他用缚妖锁困住她,又缓缓在她面前坐下,似乎是在等着她冷静下来。
她低头坐在地上,“你想干什么?”
“是想用这件事情来拿捏我、控制我?”
“呵呵,我告诉你,绝不可能!”
“我不会让你有这个机会!”
她红着眼眶,恶狠狠道:“我只会杀了你,让你永远闭嘴。”
她妖力紊乱如麻,可能在他眼里,就是故作凶狠,像只被按住后颈、再也不能逞凶的小兽。
墨云叹素来冷峭的眉眼松了几分,往日寒潭般的眼底凝着一层浅淡的柔光。
她可是以狡猾著称的狐妖,怎么可能看不出他对她的怜爱和容忍,可能是本性在作祟,他对她底线越低,她就越是能搞事。
“说够了?”
她声音微哑,“没够。”
“那你继续。”
她撇头,“你到底想干什么?”
他起身凑近,膝盖压住了她散开裙摆,“别哭了,我知道你不是故意的,你只是太害怕了。”
……
他絮絮叨叨宽慰她,主动开解她,把她定位为纯洁无辜的妖。都是九婴的过错,厉劫失了防范,才会导致现在的后果。
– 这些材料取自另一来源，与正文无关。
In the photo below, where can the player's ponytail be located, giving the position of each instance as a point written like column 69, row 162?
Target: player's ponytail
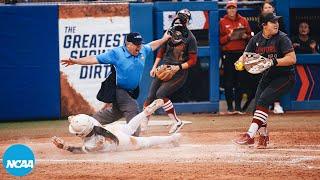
column 105, row 133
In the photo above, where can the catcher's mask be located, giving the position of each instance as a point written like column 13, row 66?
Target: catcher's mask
column 80, row 125
column 184, row 15
column 178, row 34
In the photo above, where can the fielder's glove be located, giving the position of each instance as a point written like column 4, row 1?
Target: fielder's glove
column 166, row 72
column 59, row 142
column 255, row 63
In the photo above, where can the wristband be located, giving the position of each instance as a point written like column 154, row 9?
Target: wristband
column 275, row 62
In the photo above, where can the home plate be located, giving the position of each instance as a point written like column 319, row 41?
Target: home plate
column 157, row 122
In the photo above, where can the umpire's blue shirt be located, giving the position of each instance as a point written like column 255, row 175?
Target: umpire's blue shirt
column 129, row 68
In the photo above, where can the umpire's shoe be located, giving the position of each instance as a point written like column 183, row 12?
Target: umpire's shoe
column 244, row 139
column 176, row 127
column 156, row 104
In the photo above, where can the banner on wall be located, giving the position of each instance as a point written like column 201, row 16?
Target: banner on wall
column 86, row 30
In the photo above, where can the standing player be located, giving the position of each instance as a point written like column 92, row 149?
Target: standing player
column 128, row 61
column 116, row 137
column 276, row 81
column 181, row 54
column 232, row 47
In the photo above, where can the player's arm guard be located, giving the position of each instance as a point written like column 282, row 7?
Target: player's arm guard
column 255, row 63
column 166, row 72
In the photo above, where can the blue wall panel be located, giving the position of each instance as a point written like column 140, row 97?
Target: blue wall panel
column 141, row 20
column 29, row 68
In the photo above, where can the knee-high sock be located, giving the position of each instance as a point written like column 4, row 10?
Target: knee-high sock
column 168, row 107
column 260, row 117
column 134, row 123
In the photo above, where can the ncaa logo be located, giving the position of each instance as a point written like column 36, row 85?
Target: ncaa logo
column 18, row 160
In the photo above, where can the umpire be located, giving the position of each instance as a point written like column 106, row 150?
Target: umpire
column 276, row 81
column 128, row 61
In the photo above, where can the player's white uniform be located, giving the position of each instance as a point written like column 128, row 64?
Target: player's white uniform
column 97, row 143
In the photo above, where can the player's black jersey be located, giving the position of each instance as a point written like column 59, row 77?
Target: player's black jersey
column 275, row 47
column 179, row 55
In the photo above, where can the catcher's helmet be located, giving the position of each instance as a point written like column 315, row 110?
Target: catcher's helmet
column 178, row 34
column 184, row 14
column 80, row 125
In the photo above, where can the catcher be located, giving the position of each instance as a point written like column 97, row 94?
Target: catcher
column 97, row 138
column 178, row 54
column 269, row 52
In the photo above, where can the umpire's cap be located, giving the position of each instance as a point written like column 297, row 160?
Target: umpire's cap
column 135, row 38
column 269, row 17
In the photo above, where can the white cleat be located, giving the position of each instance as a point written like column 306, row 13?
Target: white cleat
column 144, row 124
column 156, row 104
column 176, row 127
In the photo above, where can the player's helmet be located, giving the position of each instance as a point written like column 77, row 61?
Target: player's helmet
column 177, row 34
column 184, row 15
column 80, row 125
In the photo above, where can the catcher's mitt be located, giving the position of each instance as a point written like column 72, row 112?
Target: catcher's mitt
column 166, row 72
column 255, row 63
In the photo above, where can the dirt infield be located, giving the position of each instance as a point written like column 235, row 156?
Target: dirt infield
column 205, row 152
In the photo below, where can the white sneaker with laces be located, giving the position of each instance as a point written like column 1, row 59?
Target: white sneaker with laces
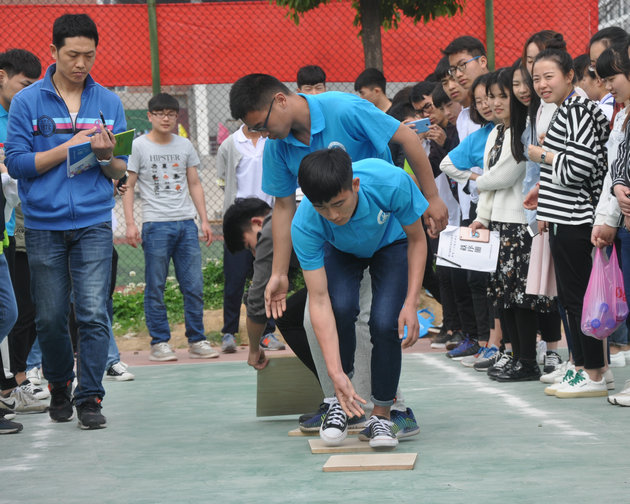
column 38, row 392
column 34, row 375
column 557, row 375
column 162, row 352
column 25, row 402
column 202, row 350
column 582, row 386
column 118, row 372
column 334, row 428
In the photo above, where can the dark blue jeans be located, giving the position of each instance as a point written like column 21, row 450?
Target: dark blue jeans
column 77, row 262
column 388, row 269
column 178, row 240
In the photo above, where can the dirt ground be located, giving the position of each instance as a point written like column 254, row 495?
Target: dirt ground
column 213, row 322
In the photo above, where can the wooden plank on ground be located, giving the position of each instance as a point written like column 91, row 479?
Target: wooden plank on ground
column 349, row 445
column 286, row 387
column 371, row 462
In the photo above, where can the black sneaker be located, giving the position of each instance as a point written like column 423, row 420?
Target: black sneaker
column 552, row 360
column 503, row 364
column 89, row 413
column 6, row 425
column 334, row 428
column 520, row 371
column 379, row 432
column 60, row 409
column 454, row 341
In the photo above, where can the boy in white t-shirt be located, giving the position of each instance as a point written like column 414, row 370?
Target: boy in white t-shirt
column 239, row 167
column 164, row 166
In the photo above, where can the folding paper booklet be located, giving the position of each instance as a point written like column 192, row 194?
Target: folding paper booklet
column 457, row 250
column 81, row 158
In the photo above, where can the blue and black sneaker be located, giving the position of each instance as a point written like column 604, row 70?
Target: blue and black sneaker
column 464, row 349
column 405, row 424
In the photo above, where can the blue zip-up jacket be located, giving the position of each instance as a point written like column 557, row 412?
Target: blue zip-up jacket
column 39, row 120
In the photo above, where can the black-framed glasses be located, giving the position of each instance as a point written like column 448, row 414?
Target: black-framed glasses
column 461, row 67
column 264, row 126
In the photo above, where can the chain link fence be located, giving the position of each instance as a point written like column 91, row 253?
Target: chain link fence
column 202, row 47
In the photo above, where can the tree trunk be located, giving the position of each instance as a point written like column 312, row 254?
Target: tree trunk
column 371, row 25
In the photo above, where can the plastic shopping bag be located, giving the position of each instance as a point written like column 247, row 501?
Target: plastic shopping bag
column 605, row 306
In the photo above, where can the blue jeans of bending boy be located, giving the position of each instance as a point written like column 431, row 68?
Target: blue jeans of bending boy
column 8, row 306
column 388, row 269
column 178, row 240
column 77, row 262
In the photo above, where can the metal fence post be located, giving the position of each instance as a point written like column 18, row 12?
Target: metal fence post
column 155, row 55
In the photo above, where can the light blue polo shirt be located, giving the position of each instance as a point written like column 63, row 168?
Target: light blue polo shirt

她目光逐渐放空,她想起了厉劫说过,有一件重要的事情要和她说,可惜再也没机会了。
她不想杀他的,是真的不想……
墨云叹揽住了安静落泪的她,“以后,我会陪着你。”
心机深沉的老家伙,说话也是好听的。她靠在他的肩头,厉劫死于她手之后,她的良心好像是坏掉了,只剩下了一层虚伪故作柔弱良善的皮。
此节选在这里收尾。